When I was a little girl I loved dolls. Small dolls, large dolls, dolls that walked along as you held their hand, dolls that talked when you pulled a string, dolls that just sat there and didn't do much of anything. Dolls you could dress up in adult looking clothes, dolls you could wash the hair of without it falling out and some whose hair did not survive, dolls that looked like brides or princesses or ragamuffins, I just loved them all....with one exception...Thumbelina. Even typing the name gives me a small shiver.
It was Christmas 1960 and my mom was looking to feed my doll habit. We went to the grocery store first to view those on-top-of-the-shelf dolls in their open, plastic covered boxes that showcased the doll in front of a cardboard scene. We never bought any of those dolls because, as my mom said, who on earth buys a doll at the grocery store and expects it to last, but we loved to look at them. Then on to the department stores, which at that time all had toy departments, not to mention fabric departments, book departments and candy counters. There the dolls were out of their boxes, set on little chairs or lying in cribs, or propped up against other dolls or stuffed animals. My mom would make up stories about the dolls, describing what this one or that one liked to eat, what TV shows they liked to see and the kind of music they liked to sing. Many a doll was in my collection because my mom had convinced me that it needed someone to love it, and I was just the girl to do that. A lot of little girls have dolls that sit on shelves looking pretty, as pristine as the day they were purchased. Not so in my world. When I say I loved my dolls to pieces, I mean that literally.
That Christmas I was newly turned 8, still doll crazy, and as we stood in the toy department, gazing over the abundance of dolls, contemplating which one would be under the tree Christmas morning, my mom spied Thumbelina. She was 20" of evilness, with rubber head, arms and legs and a stuffed body that hid the heart of her evilness...a motor that could be activated by twisting a big pink wooden knob on her back. My mom immediately twisted that knob and the doll's head began to move! Mom put her down on the table on her side and the movement of the motor within her evil heart, forced her to turn over on her back. OMG!!! I stared in horror at the doll and grabbed the first doll within reach, a fairly benign looking babydoll that did nothing more threatening than bleat a pitiful Wah! when you squeezed her. "I like this one!" I said. My mom glanced at it, then gave the pink knob another crank. "How about this one?" I entreated, picking up a Betsy Wetsy, thrusting it in my mom's face. She didn't even bother to glance at poor little Betsy or any of the other ones I held up for her. As we left the toy department, I knew, I just KNEW that doll would be under the tree.
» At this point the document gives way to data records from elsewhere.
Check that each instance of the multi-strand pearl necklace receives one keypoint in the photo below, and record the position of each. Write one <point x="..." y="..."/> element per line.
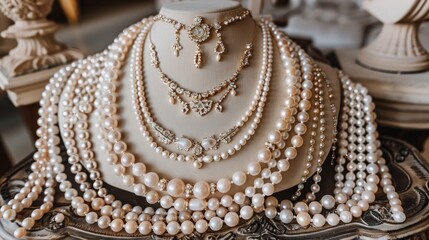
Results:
<point x="198" y="157"/>
<point x="100" y="207"/>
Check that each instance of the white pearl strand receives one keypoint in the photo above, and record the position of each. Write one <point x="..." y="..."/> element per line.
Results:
<point x="47" y="164"/>
<point x="238" y="180"/>
<point x="77" y="101"/>
<point x="91" y="214"/>
<point x="301" y="204"/>
<point x="145" y="119"/>
<point x="388" y="188"/>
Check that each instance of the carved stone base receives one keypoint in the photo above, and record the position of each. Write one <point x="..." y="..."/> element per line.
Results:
<point x="410" y="174"/>
<point x="402" y="99"/>
<point x="26" y="89"/>
<point x="397" y="48"/>
<point x="14" y="66"/>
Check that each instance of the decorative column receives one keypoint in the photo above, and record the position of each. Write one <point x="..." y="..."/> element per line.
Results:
<point x="397" y="48"/>
<point x="27" y="68"/>
<point x="395" y="66"/>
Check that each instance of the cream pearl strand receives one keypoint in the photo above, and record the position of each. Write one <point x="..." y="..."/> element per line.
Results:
<point x="146" y="121"/>
<point x="237" y="178"/>
<point x="385" y="174"/>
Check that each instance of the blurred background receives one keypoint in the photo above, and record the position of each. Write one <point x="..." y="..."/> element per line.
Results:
<point x="90" y="25"/>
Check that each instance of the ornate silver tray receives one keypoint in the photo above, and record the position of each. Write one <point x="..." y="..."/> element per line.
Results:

Two weeks later. Christmas was a blur of brightly colored wrapping paper, ribbon and candy. My brother and I dove into the gifts Santa had left like we had never seen toys before. And yes, there at the center of the gifts was IT, Thumbelina, the baby doll who looked so placid laying there, pretending to be a doll...a doll who moved and turned over with a weird groaning sound from deep within her chest. My brother was fascinated by it and kept turning the pink knob to see her move her head, until my mother admonished "Don't do that, you'll break her!" Yes, I thought, turn that knob, turn it some more! That night I was safely snuggled in my bed, a big stuffed dog cuddled next to me, when my mom opened the door. You know that scene in a movie where the room is dark and then the door opens, spilling light into the room in an eerie pattern, while the evil creature stands silhouetted and creepy music crescendos? It was like that, except it was my mom and there wasn't any music. She kissed me goodnight and laid Thumbelina on my dresser, turned out the light and shut the door. I lay still as a stone, barely daring to breathe, when suddenly I heard IT...that awful groaning from within its chest followed by the thud of its arms and legs as it rolled over. I jumped up, grabbed the doll, turned it over and cranked the heck out of that pink wooden knob. I turned it until it couldn't turn any more then turned it again until I heard a satisfying PING! I laid it down, got back into bed and went to sleep.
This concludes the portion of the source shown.